Ida jatuh cinta. Dia, entah kenapa, begitu yakin telah bertemu jodohnya hari itu.

Melalui bantuan temannya, Ida berkenalan dengan Anton. Setelah melewati masa pacaran yang singkat, mereka menikah 7 Agustus 1913. Ida berusia 22 tahun ketika itu. Mereka berangkat ke Hindia Belanda 5 September. Waktu yang tidak cukup sebulan itu digunakan Ida untuk kursus di sebuah rumah sakit besar di Rotterdam, yang khusus membina misionaris perempuan.
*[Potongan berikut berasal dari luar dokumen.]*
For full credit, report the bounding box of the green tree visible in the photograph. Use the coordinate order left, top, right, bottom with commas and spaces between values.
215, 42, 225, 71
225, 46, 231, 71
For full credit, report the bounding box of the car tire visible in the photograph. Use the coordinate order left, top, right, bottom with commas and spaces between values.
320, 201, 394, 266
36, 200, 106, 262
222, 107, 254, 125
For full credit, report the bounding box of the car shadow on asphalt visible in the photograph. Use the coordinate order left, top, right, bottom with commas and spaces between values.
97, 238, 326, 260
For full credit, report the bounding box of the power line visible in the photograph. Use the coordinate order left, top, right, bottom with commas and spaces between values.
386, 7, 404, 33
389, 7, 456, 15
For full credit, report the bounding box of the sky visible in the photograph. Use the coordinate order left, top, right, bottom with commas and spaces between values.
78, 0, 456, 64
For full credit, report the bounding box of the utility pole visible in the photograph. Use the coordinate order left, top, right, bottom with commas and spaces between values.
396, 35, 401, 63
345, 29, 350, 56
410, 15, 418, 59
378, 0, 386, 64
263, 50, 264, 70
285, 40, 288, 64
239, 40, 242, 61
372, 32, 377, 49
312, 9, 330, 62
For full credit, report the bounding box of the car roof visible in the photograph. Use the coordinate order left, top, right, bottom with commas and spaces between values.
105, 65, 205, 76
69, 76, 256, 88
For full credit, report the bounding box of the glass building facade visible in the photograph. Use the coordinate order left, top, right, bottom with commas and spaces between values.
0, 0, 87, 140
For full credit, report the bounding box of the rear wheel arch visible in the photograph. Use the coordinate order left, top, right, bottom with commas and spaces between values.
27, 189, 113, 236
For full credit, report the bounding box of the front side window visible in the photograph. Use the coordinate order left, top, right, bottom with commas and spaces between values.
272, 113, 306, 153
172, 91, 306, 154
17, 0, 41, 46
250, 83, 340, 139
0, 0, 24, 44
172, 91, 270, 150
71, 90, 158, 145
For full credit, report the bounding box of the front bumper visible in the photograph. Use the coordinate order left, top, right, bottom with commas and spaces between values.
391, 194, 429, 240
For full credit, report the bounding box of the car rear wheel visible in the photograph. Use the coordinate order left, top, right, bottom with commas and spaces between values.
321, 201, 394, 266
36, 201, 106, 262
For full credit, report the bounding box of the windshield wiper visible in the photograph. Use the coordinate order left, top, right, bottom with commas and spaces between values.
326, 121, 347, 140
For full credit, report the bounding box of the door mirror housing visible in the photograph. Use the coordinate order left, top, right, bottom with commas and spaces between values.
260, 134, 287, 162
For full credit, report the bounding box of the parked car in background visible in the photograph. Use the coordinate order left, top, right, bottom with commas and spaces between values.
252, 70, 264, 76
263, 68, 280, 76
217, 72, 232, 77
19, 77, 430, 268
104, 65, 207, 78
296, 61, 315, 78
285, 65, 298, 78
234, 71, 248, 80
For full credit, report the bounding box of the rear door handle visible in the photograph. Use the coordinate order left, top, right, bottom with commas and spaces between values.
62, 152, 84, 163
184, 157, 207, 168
Dengan modal pengetahuan tentang persalinan dan sedikit tentang penyakit-penyakit daerah tropis, Ida mengikuti suaminya menjadi misionaris pertama ke Toraja.

*

MASA ketika Anton dan Alida berada di Toraja adalah masa ketika pergolakan antara kompeni Belanda dan kerajaan di Hindia Belanda, termasuk kerajaan-kerajaan di Sulawesi. Meskipun singkat, hanya beberapa tahun sebab Anton meninggal tahun 1917, kisah-kisah mereka di ladang misi, bagi Alida, bisa menjadi cerita yang luar biasa.
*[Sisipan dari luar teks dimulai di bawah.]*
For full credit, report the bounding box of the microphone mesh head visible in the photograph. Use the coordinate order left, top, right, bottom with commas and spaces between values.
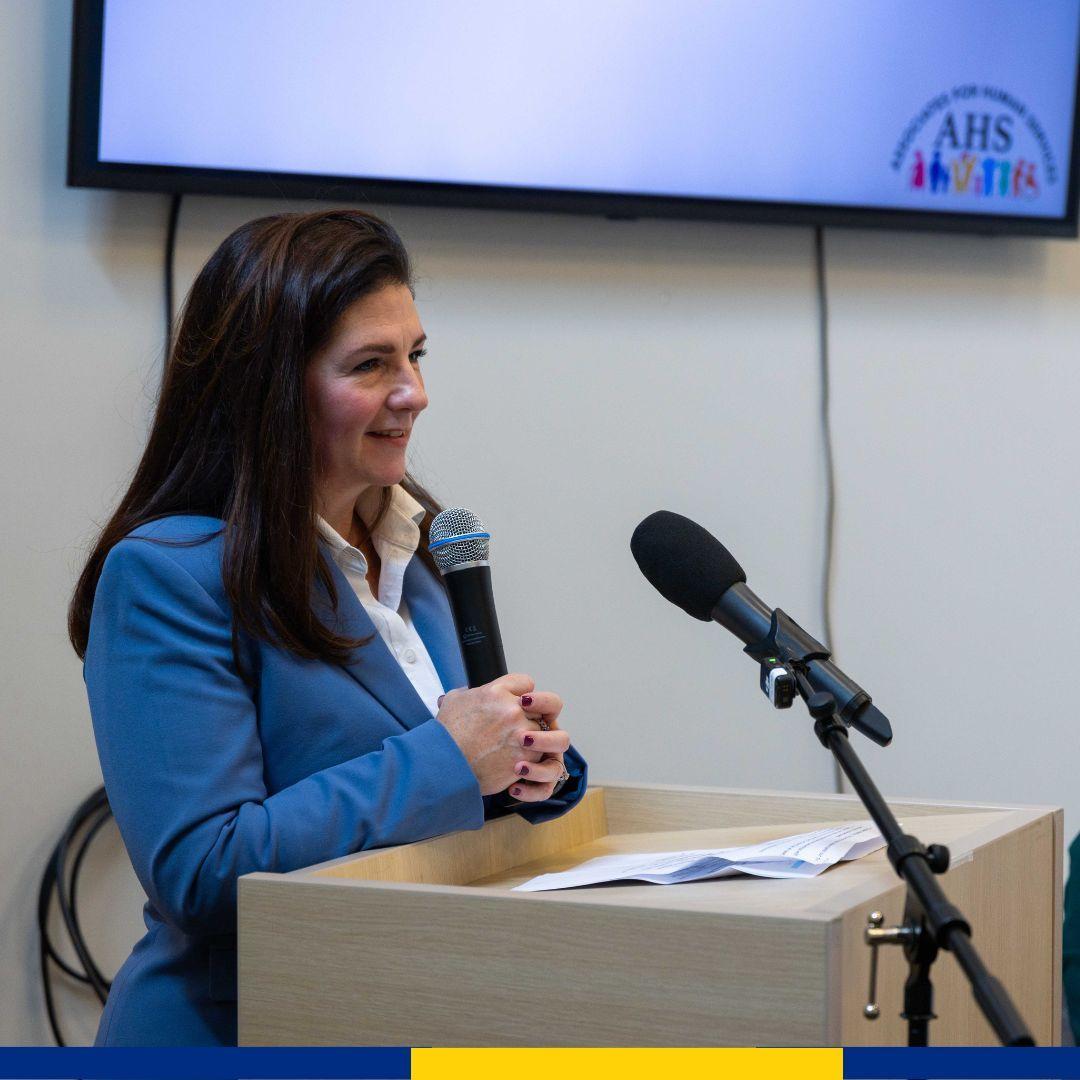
428, 507, 491, 573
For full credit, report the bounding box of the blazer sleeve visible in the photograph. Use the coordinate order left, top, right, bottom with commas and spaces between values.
84, 538, 484, 934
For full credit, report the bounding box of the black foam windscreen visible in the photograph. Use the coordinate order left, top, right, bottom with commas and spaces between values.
630, 510, 746, 622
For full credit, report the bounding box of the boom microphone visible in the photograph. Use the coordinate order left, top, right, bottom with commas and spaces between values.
428, 507, 507, 687
630, 510, 892, 746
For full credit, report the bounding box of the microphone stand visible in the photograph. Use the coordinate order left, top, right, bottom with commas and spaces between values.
745, 608, 1035, 1047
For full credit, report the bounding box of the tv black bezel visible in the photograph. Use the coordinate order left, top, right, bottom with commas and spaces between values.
67, 0, 1080, 239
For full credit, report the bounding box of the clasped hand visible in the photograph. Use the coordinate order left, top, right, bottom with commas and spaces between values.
435, 675, 570, 802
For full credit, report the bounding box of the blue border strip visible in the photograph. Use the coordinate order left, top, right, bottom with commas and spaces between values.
843, 1047, 1080, 1080
428, 532, 491, 551
0, 1047, 411, 1080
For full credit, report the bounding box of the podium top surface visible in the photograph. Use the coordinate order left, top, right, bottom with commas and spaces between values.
468, 810, 1016, 919
252, 785, 1057, 922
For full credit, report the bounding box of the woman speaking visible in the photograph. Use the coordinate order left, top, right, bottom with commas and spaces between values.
70, 211, 585, 1045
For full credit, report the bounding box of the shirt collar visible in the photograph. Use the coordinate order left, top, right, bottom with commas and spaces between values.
315, 484, 424, 567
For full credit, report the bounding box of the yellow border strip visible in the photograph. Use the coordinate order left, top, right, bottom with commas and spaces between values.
413, 1047, 843, 1080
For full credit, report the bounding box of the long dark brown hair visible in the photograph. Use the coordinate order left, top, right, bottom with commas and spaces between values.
68, 210, 438, 662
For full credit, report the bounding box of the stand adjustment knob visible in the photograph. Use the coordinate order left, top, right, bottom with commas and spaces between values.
927, 843, 949, 874
863, 912, 919, 1020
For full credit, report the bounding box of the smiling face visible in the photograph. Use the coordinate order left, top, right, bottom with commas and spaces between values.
305, 285, 428, 524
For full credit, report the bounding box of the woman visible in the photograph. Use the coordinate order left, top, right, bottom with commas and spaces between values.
70, 211, 585, 1045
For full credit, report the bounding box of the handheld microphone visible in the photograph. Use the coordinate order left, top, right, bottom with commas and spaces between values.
630, 510, 892, 746
428, 507, 507, 687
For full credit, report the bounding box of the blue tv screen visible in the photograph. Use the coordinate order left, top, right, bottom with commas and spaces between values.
69, 0, 1080, 235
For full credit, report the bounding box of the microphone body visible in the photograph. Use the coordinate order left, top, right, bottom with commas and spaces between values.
630, 510, 892, 746
712, 581, 892, 746
443, 562, 507, 687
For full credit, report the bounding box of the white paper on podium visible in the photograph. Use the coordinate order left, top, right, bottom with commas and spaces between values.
513, 821, 885, 892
Selain melalui surat-surat yang rutin dikirim Anton kepada Gereformeerde Zendingsbond, yang dimuat di Alle den Volcke, Arisa mencari tahu lebih detil kisah mereka dari Arisa—juga melalui arsip-arsip tua di perpustakaan KITLV. Perpustakaan ini menyimpan begitu banyak hal tentang Indonesia. Di sanalah, di perpustakaan itu, suatu hari di bulan September 2007 Alida bertemu pertama kali dengan seorang lelaki yang kemudian menjadi suaminya.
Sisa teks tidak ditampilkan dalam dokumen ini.